Selene, el primer asentamiento.

Tras dormir unas horas, Sergio los despertó. El electrocamión descendía una pronunciada cuesta.

Estimados amigos, estamos entrando en el cráter Jules Verne, de 140 kilómetros de diámetro.
El suelo está cubierto de una lava basáltica muy oscura.

—Qué extraño nombre para un cráter. ¿Sabes tü quién fue Jules Verne? —preguntó Sofía.

—Ni idea. Lo siento —respondió Jorge encogiéndose de hombros.

—Supongo que si te dedicas a la astronomía, buscas un suelo oscuro y poco reflectante —dijo Sofía.

Queda algo más de una hora para llegar a Selene. Vayan preparándose para la actividad extravehicular, por favor.

Jorge y Sofía revisaron sus trajes espaciales a conciencia siguiendo al pie de la letra los consejos de Sergio, ya que no sabían demasiado sobre el tema. Tras unos chequeos rutinarios pareció que todo estaba correcto.

Al llegar a la base lunar corrieron a asomarse por los ventanales del electrocamión. Selene, el asentamiento de los primeros pobladores de la Luna, se componía de numerosos promontorios de regolito, que rara vez superaban los cinco metros de altura y que en su mayoría solían tener un diámetro de unos  veinte metros. Estaban dispuestos en forma de cuadrícula, geométricamente ubicados, como siguiendo una especie de trama urbana. Algunas estructuras eran más anchas que las demás, posiblemente almacenes o quizá plantaciones.

—¿Y estos montículos? —preguntó Sofía.

—Casi todos son hábitats recubiertos de una gruesa capa de regolito. Los arqueólogos han demostrado que estaban conectados entre ellos por galerías subterráneas.

—Vivían bajo tierra —dijo Sofía.

—Todo ello excavado en este duro basalto. Supongo que no es nada que no puedan horadar unos buenos explosivos.

—Tiene sentido —afirmó Sofía—. Sergio, ¿qué nivel de radiactividad tenemos ahora?

500 milisieverts al año, doctora Tolima.

—¿Eso es muy elevado? —preguntó Gamboa.

—Un piloto de avión que vuele alto en la Tierra de forma regular recibe menos de 2 milisieverts al año. En la órbita baja, a cientos de kilómetros sobre el nivel del mar, donde ya no hay atmósfera, un astronauta recibe 150 milisieverts al año, todavía protegido por la magnetosfera terrestre, es decir, lo que se llama el cinturón de Van Allen. Sin embargo, cuando te separas unos miles de kilómetros nada te protege ya de los rayos cósmicos.

—Es muy elevado entonces.

—Sin protección —Sofía quiso dejarlo claro—, este nivel de radiación mataría a una de cada cuatro personas en diez años. Si la base era permanente, necesitaban refugiarse. Es normal que vivieran enterrados.

—Qué barbaridad.

—Y eso es en condiciones normales. En el caso de una tormenta solar, sin la protección de la magnetosfera terrestre, sería mucho más peligroso...

—Era una época en la que no había antitumorales —Gamboa suspiró—. El mal del espacio entonces era mortal en la mayoría de los casos.

—El espacio es implacable.

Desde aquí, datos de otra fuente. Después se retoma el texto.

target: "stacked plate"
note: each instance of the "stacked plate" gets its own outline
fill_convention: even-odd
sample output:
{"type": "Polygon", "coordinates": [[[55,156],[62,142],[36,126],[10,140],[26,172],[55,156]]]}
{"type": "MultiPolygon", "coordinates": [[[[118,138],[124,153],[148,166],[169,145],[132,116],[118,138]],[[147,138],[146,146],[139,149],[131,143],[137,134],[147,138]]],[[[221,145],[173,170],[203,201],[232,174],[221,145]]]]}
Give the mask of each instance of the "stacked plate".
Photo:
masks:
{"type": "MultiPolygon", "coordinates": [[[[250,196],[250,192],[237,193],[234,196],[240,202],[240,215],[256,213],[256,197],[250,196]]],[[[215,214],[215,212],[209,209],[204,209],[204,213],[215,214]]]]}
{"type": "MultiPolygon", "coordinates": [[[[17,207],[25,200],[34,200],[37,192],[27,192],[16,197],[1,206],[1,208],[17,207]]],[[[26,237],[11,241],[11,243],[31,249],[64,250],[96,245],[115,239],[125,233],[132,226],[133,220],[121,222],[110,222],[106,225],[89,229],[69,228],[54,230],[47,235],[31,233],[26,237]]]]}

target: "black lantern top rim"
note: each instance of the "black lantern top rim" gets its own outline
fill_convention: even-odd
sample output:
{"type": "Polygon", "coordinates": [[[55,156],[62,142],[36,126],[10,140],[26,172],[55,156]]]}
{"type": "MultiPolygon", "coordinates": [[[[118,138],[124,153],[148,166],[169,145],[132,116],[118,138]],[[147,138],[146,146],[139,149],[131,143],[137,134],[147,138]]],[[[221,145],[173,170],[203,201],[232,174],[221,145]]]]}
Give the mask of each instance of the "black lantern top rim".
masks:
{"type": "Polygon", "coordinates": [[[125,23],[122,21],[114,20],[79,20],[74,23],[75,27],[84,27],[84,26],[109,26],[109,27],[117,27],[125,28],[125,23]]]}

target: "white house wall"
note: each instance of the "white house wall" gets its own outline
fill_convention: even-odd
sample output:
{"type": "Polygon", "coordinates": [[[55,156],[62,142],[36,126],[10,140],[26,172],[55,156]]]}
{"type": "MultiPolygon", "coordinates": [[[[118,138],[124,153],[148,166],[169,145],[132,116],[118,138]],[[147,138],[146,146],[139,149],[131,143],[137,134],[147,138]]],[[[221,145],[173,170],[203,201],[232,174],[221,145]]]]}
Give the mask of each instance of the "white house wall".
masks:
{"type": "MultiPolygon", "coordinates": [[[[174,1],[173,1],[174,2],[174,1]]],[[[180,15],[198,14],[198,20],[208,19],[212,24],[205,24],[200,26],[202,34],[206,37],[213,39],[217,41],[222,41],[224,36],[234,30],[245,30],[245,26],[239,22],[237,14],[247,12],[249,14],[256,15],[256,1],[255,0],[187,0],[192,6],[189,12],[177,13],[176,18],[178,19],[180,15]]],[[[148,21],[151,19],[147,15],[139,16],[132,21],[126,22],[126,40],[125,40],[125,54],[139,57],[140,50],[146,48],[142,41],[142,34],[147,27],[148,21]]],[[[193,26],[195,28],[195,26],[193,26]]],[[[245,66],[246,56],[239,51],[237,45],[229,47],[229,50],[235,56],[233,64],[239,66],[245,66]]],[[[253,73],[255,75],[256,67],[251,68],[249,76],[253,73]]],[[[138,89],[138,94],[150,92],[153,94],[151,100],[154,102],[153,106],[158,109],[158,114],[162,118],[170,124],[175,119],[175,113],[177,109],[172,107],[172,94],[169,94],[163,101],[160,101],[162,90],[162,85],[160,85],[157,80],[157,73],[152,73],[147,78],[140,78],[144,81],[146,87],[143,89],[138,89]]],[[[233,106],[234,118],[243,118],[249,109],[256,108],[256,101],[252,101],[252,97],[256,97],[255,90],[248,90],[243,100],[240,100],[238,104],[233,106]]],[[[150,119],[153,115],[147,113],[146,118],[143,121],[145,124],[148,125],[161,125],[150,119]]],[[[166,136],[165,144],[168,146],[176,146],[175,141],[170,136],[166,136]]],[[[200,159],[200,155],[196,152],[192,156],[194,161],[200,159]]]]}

En el espacio el enemigo es el propio espacio.

No lo entiendo. ¿Por qué no colonizaban la Luna utilizando robots?

—Porque no estaban plenamente desarrollados. Hubo que esperar hasta el siglo XXIII para ver cómo se intentaba hacerlo durante la bien llamada Edad Robótica. Fue solo con el descubrimiento de los antitumorales en la Edad Biotecnológica, ya bien entrado el siglo XXV, cuando se volvió a la colonización con personas, incluyendo humanos.

La pista de tierra que habían seguido desde el polo sur terminaba aquí. Sergio conducía ahora por un camino que circunvalaba el poblado. Cuando llegaron al otro lado tomaron un caminito más estrecho, dirección norte.

Estamos a cinco kilómetros de la necrópolis.

En unos minutos Gamboa empezó a observar pequeños túmulos aquí y allá a los lados del camino que le recordaron mucho los mausoleos que se muestran en la vía Apia, en las afueras de Roma.

Al rato, Sergio estacionó el vehículo cerca de varios enterramientos cubiertos con lápidas labradas con una piedra blanca perfectamente pulida.

Hemos llegado al Tofet de la necrópolis.